I am sure that many followers of this blog are aware that Raymond Ku, a professor at Case Western Reserve University’s Law School was suing its former Dean, Lawrence Mitchell, as well as the school. The case, Ku v. Lawrence E. Mitchell, et al., Cuyahoga County Court of Common Pleas Case No. CV 13 815935, is apparently settled. The parties issued a joint statement in which the mediator offers his opinion about the parties’ efforts during the mediation: http://www.chandralaw.com/The_Chandra_Law_Firm,_LLC/Blog_and_news/Entries/2014/7/8_Breaking__Joint_Statement_of_Professor_Raymond_Ku_and_Case_Western_Reserve_University_regarding_resolution_of_Ku_v._Mitchell%2C_et_al.retaliation_case.html. In this statement, the mediator, Michael Ungar, said, “In my opinion, Professor Ku acted in the best interests of students, staff, and faculty. . . .Likewise, in my opinion, the University has also acted in the best interests of the law school and all members of the school community. The devotion of both to students, staff, and faculty is unquestioned.” Ungar went on to add, “This has been a hard case, but everyone involved focused on finding a solution that would further the success and momentum of the law school. While the university and Professor Ku had significant differences regarding this matter, their sincere desire to act in the school’s best interests prevailed. I commend them all for their diligence, integrity, and willingness to look beyond individual disagreements and embrace collaboration toward a common goal. As is typical in these types of situations, the details of the resolution are confidential.”
Although the UMA, which is the law in Ohio, does not preclude the mediator from commenting to the press if the parties and the mediator agree to it, it seems odd for the mediator to express an opinion based on his evaluation of the parties’ actions and statements during mediation. Most mediators make a concerted effort not to engage in such evaluation during the mediation process.
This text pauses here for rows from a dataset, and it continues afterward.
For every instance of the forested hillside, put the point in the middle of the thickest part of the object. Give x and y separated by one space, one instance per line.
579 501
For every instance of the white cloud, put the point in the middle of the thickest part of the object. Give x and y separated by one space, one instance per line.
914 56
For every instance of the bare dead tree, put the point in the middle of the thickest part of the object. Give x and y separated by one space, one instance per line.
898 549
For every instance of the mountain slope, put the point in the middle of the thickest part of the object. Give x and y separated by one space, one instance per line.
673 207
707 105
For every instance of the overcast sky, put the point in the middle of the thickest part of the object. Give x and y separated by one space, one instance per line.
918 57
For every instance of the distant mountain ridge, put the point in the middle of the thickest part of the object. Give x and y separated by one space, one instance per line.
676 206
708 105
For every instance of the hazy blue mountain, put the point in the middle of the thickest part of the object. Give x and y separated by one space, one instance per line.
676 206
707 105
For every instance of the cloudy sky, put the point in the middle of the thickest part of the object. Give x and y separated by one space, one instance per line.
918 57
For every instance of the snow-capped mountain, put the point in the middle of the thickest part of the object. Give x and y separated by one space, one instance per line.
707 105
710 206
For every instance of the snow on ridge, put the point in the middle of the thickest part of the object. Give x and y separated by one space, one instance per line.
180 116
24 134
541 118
I know virtually nothing about the details of this case, and I know nothing at all about the mediation or settlement in question. But I don’t know that it’s odd (or inappropriate) to have a mediator making a post-settlement public statement about a case, particularly if the parties have consented. Indeed, I can imagine that such a public statement might be an important part of a resolution. A mediator’s voice is typically heard differently than that of parties or their attorneys. I know that I have been asked by parties, on occasion, to make a public statement pre- or post-settlement, because they judged that it would have an impact on some audience beyond the named parties to the lawsuit. I have not often said Yes, but it’s not an uncommon question, at least, I think. Again, not sure that’s what happened here, but that was my assumption in reading this.
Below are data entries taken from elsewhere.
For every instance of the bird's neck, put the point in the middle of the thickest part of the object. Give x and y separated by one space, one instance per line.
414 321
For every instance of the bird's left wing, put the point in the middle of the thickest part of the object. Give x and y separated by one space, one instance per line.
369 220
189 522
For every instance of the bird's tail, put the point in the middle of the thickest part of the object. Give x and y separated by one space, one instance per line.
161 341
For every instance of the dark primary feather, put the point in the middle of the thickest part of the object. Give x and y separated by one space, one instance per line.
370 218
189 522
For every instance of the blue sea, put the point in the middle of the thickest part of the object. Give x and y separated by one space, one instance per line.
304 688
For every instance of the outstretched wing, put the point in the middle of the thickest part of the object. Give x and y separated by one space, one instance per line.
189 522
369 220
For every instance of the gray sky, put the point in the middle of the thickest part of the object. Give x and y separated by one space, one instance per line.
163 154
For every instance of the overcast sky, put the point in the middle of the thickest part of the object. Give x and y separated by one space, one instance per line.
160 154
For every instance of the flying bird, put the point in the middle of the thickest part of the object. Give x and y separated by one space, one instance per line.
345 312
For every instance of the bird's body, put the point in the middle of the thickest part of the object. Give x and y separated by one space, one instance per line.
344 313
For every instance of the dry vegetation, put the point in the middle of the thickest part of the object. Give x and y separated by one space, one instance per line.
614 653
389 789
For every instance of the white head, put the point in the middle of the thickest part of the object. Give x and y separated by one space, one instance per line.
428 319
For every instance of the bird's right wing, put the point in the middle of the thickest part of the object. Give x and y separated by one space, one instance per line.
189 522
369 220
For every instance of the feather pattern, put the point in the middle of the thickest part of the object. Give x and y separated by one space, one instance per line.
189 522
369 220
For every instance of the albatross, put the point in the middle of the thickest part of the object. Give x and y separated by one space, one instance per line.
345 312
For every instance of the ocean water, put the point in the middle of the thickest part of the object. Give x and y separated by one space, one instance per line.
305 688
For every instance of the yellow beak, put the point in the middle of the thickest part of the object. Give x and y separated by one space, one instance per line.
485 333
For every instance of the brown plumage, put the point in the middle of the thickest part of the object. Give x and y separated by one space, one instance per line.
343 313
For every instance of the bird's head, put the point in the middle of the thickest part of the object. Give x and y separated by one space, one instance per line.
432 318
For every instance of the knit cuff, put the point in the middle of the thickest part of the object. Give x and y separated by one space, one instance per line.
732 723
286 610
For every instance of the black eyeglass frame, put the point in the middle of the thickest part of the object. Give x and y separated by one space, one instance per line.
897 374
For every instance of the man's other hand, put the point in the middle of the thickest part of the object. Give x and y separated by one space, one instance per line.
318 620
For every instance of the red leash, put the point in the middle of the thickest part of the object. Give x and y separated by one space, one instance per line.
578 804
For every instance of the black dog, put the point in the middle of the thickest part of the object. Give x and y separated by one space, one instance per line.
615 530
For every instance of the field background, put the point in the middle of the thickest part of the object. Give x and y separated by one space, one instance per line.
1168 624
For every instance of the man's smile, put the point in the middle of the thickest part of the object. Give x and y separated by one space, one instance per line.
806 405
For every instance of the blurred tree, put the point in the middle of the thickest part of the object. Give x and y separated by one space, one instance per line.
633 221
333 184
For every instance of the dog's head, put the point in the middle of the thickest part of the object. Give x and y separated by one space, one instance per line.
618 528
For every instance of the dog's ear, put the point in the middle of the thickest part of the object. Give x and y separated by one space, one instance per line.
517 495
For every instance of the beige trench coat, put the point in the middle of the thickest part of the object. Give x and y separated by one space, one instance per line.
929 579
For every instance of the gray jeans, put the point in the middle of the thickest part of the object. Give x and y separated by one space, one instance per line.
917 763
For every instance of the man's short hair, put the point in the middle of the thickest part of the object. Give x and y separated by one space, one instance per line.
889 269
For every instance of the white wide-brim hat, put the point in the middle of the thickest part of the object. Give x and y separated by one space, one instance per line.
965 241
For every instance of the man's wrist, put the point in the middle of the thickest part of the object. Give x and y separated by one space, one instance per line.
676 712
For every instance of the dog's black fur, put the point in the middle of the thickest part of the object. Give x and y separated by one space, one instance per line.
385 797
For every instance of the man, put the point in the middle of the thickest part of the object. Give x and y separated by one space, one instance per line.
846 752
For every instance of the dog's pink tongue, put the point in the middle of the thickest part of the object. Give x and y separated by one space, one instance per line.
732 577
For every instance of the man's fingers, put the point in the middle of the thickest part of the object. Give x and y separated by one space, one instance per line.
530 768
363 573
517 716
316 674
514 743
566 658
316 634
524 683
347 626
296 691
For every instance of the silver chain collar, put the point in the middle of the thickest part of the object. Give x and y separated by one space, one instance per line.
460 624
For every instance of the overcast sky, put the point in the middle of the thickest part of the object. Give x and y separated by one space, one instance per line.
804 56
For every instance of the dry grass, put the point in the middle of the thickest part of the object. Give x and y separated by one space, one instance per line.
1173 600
Possible fun Mediator Ethics question for a law school final exam, “The parties are nearing settlement, and an important component of the deal is a joint statement to the media, the wording of which has been the subject of hours of negotiation. The parties and their attorneys want the statement to include a quote from you, the mediator. You don’t love the quote they’ve drafted for you (for this or that reason, you can tinker with this part). But the parties insist that having your voice in the statement is important, and they are willing to settle the case if you agree to the carefully crafted quotation from you. How would you… etc etc” The wording of the question needs work, but the idea is a fun one.